Saturday, September 7, 2013

11

Earliest thing I can remember is around age 3, being taken to the ER to have the wheel of a cereal-box toy car extracted from my nose.

When I was 4 I hit a kid at preschool on the head with a hammer. Happened to be on the same day my mom was there watching through a one-way mirror.

First day of kindergarten I was gaming with Cory Hoover over who got to sit on the floor next to Debbie Coia. Can't remember the teacher's name any more. Debbie Coia was super cute and I was the only boy invited to her birthday party. Up yours, Hoover.

Somewhere around that time I remember building a pretty tall snow-bear with my dad and also washing our yellow Torino with him in the parking lot of our apartment at Indian Valley. Or maybe I just remember seeing pictures of that.

I won first prize in a Halloween costume contest for my dice costume made from a cardboard box. It was really clever. I won $15.

Moved to 2113 Grovewood Avenue in Parma when I was 5. Lisa Kollar stood in front of our house waiting to meet the new kids. We walked to school about 6 blocks away all by ourselves. Our phone number was 749-2645. We had a party line.

New 1st grade teacher in Parma was Mrs. Sefkovic. She was tall and very pretty. She chastised Denine Tarzanek for dotting her i's with hearts.

My mom made dinner every night. Sometimes we went out to eat at Ponderosa. Once they were short on silverware and we shared steak knives with the people at the table next to us. They had this really good salad dressing that was kind of like Catalina.

Somehow my mom got stuck being the coach of my t-ball team the Lions. We lost every game. She was very pregnant that summer.

My dad used to shoot baskets in our driveway. My sister and I would argue over who would be "the getter," fetching the ball when it took a bad rebound. Sometimes this included being lifted over the neighbor's chain link fence and carefully avoiding the land mines left by their Irish Setter, Blaze.

In 3rd grade I wrote a semi-regular newspaper called "The Ivington Press" with my neighbor and classmate, Kelly Jester. We wrote a special edition called "The Arlington Press" for the bicentennial.

We always got to watch "Happy Days" and "Laverne and Shirley" on Tuesday nights, but weren't allowed to watch "Three's Company."

My best friend was Ronnie Zeitz. We took swimming lessons together and once hid in a locker to avoid going to the lesson because the instructors were mean and shoved our faces in the water. His parents were divorced, which I didn't really understand.

My dad worked for "CNA" and was an underwriter, which I didn't really understand.

Sometimes our whole family would play Yahtzee together. My sister would talk into the cup to "Charlie" hoping he would give her a good roll. My dad would always tell us you shouldn't try for ones, you should leave the ones open, and take a 0 or a 1 there when you got an otherwise bad roll. Charlotte talks to "Charlie" now and I tell her the same thing about the ones.

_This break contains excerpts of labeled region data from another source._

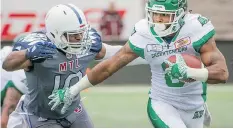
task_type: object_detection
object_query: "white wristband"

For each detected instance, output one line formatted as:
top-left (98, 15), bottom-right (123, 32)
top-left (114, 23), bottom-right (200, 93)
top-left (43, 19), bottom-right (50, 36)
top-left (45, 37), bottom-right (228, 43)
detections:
top-left (187, 67), bottom-right (209, 82)
top-left (70, 75), bottom-right (93, 96)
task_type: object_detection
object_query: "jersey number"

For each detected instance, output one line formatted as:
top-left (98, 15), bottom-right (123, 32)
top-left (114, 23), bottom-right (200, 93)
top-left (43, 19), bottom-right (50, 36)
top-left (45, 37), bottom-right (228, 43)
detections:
top-left (162, 63), bottom-right (184, 87)
top-left (53, 71), bottom-right (82, 91)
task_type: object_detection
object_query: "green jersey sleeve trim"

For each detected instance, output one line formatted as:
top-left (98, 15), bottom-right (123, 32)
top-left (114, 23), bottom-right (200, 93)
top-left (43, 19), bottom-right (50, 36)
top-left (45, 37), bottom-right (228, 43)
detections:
top-left (193, 30), bottom-right (215, 53)
top-left (128, 41), bottom-right (145, 59)
top-left (1, 81), bottom-right (23, 105)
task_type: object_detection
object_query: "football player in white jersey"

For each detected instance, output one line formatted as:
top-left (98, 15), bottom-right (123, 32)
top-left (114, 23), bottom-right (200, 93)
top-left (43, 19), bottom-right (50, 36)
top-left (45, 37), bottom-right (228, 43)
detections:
top-left (48, 0), bottom-right (228, 128)
top-left (0, 33), bottom-right (27, 128)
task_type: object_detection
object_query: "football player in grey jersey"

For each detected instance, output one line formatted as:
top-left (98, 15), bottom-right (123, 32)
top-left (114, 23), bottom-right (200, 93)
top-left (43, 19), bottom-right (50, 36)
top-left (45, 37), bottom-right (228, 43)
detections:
top-left (2, 4), bottom-right (145, 128)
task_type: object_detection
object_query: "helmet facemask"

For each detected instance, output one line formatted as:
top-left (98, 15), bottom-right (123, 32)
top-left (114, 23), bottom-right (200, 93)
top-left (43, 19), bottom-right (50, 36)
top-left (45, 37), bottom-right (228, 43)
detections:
top-left (146, 0), bottom-right (185, 37)
top-left (57, 26), bottom-right (91, 56)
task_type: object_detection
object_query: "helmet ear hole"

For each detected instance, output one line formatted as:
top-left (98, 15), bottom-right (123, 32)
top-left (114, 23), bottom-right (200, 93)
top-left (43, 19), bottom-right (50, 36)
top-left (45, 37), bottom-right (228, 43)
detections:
top-left (50, 32), bottom-right (55, 38)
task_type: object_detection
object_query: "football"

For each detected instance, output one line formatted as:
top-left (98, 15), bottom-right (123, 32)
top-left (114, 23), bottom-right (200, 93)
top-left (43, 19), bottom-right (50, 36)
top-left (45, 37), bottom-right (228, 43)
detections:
top-left (166, 54), bottom-right (202, 82)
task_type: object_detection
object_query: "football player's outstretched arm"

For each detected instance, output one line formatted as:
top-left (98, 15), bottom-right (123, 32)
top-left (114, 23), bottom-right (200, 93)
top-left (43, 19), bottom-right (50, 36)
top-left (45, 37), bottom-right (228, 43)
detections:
top-left (1, 87), bottom-right (22, 128)
top-left (200, 37), bottom-right (229, 84)
top-left (2, 50), bottom-right (31, 71)
top-left (2, 41), bottom-right (56, 71)
top-left (95, 43), bottom-right (148, 66)
top-left (70, 43), bottom-right (138, 95)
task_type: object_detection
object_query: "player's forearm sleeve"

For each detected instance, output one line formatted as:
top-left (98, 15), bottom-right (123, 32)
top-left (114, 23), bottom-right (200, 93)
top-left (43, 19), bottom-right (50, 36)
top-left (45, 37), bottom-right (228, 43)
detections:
top-left (96, 43), bottom-right (122, 61)
top-left (70, 75), bottom-right (93, 96)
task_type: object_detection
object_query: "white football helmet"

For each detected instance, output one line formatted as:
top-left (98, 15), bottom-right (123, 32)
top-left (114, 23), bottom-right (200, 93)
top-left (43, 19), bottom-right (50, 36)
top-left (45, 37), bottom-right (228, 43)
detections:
top-left (146, 0), bottom-right (188, 37)
top-left (45, 4), bottom-right (91, 55)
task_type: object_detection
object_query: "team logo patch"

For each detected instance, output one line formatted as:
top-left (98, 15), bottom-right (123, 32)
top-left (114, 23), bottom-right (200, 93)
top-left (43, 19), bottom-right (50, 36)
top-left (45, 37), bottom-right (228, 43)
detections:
top-left (74, 104), bottom-right (83, 113)
top-left (175, 37), bottom-right (191, 48)
top-left (146, 44), bottom-right (163, 52)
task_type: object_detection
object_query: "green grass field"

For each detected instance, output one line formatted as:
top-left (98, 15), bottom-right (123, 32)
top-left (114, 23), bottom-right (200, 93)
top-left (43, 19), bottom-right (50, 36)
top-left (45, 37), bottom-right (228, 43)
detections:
top-left (82, 84), bottom-right (233, 128)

My mom used to play cards with me. I liked gin rummy, she preferred crazy 8's.

My dad played catch with me in a very tiny back yard crowded with trees and a swing set. I probably missed 75% of the balls he threw to me.

In 1977 we went to Bradenton, Florida and stayed in the most stereotypical 70's condo you can imagine. We had a red dune buggy for the week. My favorite song was "Undercover Angel." My dad liked "Lido Shuffle."

One time on a Sunday morning when we had all crawled into my parents' bed, my dad suddenly got up and sang Queen's Bohemian Rhapsody refrain, "Goodbye, everybody, I've got to go..." and then proceeded to the bathroom. That was probably the funniest thing I had ever seen up to that point in my life.

We moved to Strongsville just before I turned 11. Chapman was an "open school" with no walls which was very progressive at the time. The first day I was put at a table with Jodi Jirik and Billy Fiori, who became my new best friend. There was another girl at the table I don't remember.

We had a black Ford LTD and most of the time didn't wear any seat belts.

Every day at dinner we asked my dad, "Whadja have for lunch?" Sometimes when our giggle boxes got turned on he'd threaten us with eating dinner in the basement. We never ended up eating dinner in the basement.

Both my parents were there every single day of the first 11 years of my life. My dad went to work, we went to school, my mom made dinner, we hung out and went to bed. We had a normal, sometimes boring, but always safe and stable home environment. They didn't do anything or try to do anything super extraordinary; they loved us, took care of us, and it was all just very regular. 

I can remember lots of times through middle school, high school, and beyond much more vividly, where they were present as my supportive parents and later as grandparents. I've been lucky to have both of them alive, healthy, and married now going on 45 years. When I see them now there is an implicit continuity; I know these are the people that raised me through early childhood and on into the adolescence and adulthood in which I can fondly and fully recall their presence.

Thing is up until 11 I honestly don't remember them very much.